Fusion mixture according to the preceding claim, characterized in that the fusion mixture is in aqueous solution.

Fusion mixture according to one of the preceding claims, characterized in that it comprises at least one additive Z.

A fusion mixture according to the preceding claim, characterized by synthetic lipid molecules, natural lipid molecules, cytoplasmic proteins, transmembrane proteins, protein-lipid mixtures, nucleic acids, nanoparticles (magnetic, fluorescent, etc.), or pharmacologically active compounds or mixtures thereof as additive Z.

Fusion mixture according to the preceding claim, characterized by a proportion of the additive Z of at most 46 mol%.

A method for lipid-containing membrane modification of any lipid membrane, a cell membrane, a cell membrane component or a cell membrane separated from the remaining cellular components in vivo or in vitro, characterized by contacting the lipid-containing membrane with the fusion mixture of any of the preceding claims 1 to 5 wherein the fusion mixture fuses with the membrane.

Method according to the preceding claim, in which a transfection is carried out simultaneously by selecting a nucleic acid as component Z.

A method according to claim 6 to 7, wherein at the same time biotinylation of a target membrane is performed by selecting a biotin-containing substance as component Z in the fusion mixture.

9. The method according to the preceding claim, characterized in that a further membrane is not biotinylated by this fusion mixture.

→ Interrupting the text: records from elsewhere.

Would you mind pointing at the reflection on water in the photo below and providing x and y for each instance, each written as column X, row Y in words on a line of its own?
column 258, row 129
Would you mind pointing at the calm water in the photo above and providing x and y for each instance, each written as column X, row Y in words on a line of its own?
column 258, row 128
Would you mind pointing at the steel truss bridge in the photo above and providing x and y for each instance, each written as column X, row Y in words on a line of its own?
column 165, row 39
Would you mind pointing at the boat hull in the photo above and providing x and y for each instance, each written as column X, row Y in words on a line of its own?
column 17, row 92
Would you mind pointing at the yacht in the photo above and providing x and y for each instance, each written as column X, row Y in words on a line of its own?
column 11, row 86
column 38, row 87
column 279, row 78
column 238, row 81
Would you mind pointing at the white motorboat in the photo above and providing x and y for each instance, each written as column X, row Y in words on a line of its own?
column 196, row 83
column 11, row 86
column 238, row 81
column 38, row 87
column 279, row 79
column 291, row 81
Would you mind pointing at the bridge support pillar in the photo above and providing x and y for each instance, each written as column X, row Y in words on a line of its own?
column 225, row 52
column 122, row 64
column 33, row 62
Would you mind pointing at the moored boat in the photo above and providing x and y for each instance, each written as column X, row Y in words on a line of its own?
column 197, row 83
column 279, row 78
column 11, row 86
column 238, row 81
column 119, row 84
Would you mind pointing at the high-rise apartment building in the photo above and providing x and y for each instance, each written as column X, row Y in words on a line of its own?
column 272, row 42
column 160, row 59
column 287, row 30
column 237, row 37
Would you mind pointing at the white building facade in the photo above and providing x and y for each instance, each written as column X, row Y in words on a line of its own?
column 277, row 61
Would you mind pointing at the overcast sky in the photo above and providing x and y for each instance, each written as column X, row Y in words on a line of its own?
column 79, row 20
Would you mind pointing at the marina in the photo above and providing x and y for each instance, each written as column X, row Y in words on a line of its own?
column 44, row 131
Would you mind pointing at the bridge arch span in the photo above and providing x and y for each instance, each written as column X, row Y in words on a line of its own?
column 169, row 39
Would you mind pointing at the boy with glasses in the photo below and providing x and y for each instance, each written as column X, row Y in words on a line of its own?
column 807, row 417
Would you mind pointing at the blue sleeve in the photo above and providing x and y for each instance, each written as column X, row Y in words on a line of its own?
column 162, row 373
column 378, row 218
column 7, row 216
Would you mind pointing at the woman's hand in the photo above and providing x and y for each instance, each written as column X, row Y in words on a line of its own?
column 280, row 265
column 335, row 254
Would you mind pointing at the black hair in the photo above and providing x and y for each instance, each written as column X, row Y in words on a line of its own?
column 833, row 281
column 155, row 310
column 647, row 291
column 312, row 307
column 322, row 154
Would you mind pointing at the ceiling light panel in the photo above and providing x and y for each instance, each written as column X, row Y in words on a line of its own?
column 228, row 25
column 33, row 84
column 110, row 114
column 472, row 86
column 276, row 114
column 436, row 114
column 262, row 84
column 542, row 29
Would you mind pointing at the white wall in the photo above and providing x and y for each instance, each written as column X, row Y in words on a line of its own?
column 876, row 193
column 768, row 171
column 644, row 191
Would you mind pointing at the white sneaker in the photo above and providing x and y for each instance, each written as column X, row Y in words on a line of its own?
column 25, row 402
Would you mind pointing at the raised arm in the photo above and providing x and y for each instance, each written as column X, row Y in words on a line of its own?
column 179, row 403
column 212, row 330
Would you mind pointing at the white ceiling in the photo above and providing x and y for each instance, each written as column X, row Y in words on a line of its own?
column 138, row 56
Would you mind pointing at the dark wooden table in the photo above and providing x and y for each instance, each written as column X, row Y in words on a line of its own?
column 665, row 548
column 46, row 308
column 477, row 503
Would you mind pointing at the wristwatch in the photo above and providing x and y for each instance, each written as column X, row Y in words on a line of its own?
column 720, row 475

10. The method according to the preceding claim, characterized by a step in which the biotinylated membrane is bonded to magnetic particles and is subsequently separated by means of magnetic force of non-biotinylated membrane.

11. The method according to any one of the preceding claims 6 to 10, characterized in that the product of the fusion mixture and the target membrane after the successful fusion is fusogenic and a further fusion with another lipid-containing membrane is performed.

12. The method according to any one of the preceding claims 6 to 11, characterized by selecting a pharmacologically active substance as component Z, which is taken up after the fusion in the membrane in the cell.

13. The method according to the preceding claim, characterized by selecting a component Z, which has an aromatic constituent in addition to the pharmacological action.